A : Et quand tu as commencé à rapper tu voulais déjà parler des problèmes ou tu voulais juste rapper, faire de la musique ?

Q.R : C’est marrant quand j’ai commencé, je voulais faire du Gangsta Rap. Je voulais me prendre pour un gangster mais je ne pouvais pas le faire à cause de ma morale et ma conscience. Mon enseignement m’interdit de parler de cette façon. C’est marrant mais des fois, je me dis que si je n’avais pas eu ça, j’aurais pu percer. Mais parce que j’ai cette estime pour ma culture, c’est impossible pour moi de rapper des choses négatives.
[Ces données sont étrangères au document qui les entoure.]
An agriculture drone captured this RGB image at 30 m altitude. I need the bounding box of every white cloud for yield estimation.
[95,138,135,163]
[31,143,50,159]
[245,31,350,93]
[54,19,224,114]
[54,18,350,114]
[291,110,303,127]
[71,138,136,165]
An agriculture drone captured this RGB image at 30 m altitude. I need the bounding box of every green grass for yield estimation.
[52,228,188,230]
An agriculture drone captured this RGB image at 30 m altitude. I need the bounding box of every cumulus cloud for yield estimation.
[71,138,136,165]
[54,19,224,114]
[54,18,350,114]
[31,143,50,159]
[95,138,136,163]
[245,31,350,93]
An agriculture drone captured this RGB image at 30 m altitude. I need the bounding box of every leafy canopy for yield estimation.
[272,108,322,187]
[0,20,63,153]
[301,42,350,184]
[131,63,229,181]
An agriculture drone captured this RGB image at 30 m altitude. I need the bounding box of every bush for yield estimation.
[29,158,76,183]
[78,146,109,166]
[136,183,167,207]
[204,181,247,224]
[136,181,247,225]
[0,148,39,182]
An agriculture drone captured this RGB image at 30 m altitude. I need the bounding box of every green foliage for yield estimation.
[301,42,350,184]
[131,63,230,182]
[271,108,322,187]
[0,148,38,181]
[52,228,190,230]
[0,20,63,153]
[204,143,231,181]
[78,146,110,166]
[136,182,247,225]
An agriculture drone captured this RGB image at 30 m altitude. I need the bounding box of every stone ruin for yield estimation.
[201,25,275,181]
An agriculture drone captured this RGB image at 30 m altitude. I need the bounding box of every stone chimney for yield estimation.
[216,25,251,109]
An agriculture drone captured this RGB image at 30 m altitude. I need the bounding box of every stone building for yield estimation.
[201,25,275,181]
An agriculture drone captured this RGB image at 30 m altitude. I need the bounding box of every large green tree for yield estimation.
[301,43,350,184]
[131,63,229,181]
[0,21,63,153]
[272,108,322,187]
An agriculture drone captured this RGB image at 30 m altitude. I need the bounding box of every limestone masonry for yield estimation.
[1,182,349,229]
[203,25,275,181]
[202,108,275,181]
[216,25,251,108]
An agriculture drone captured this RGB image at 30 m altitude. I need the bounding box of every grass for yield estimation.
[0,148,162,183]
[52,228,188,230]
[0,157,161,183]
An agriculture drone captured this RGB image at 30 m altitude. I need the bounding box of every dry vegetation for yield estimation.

Je peux parler des problèmes qui touchent ma communauté mais j’essaie toujours de créer un message fidèle à mes enseignements. Le premier vrai texte que j’ai écrit, je l’ai écrit pour mon fils que j’ai eu à 17 ans, j’étais un père célibataire. Je ne savais pas que je pouvais écrire, je ne faisais que du freestyle. Je me suis rendu compte que mes textes écrits étaient bien mieux que mes freestyles. Mais c’était que sur des faces B. J’ai commencé ensuite à traîner avec des producteurs quand j’ai déménagé à Toronto en 1997. On a commencé ce crew appelé DDT avec mon pote Deadly Mike. Son frère nous faisait des beats. J’ai aussi fait ce son « The  Wolf Clan » qui s’est démarqué avec un pote de New York, Zulu Gremlin. J’ai fait de la musique continuellement depuis ce son.

A : Comment était-ce perçu par ta communauté ? Est-ce que le hip-hop était présent en réserve ?

Q.R : Non je crois que j’étais le seul à rapper. Des membres de ma famille et autres personnes de la communauté m’ont sermonné parce que j’étais impliqué dans le hip-hop. C’est quelque chose qu’ils ne connaissaient pas. Ils pensaient qu’à cause de cela je n’étais plus fier de ma culture. Alors qu’ils écoutaient tous du rock ! Mes sœurs et mon frère écoutaient du heavy metal, Black Sabbath. De mon côté, j’aimais bien Ozzie, ses drummers étaient cools et m’impressionnaient mais mon truc c’était le hip-hop. Je savais que ça me correspondait. Mais les gens ont eu du mal à l’accepter, c’est sûr. Ma famille l’a finalement accepté quand j’avais à peu près 25 ans. J’ai fait un gros évènement Redbull et je me suis fait beaucoup d’argent. J’ai donné presque la moitié à ma famille, payé des loyers, acheté de la bouffe. Ils ont enfin compris que c’était quelque chose de positif, que je ne perdais pas mon temps.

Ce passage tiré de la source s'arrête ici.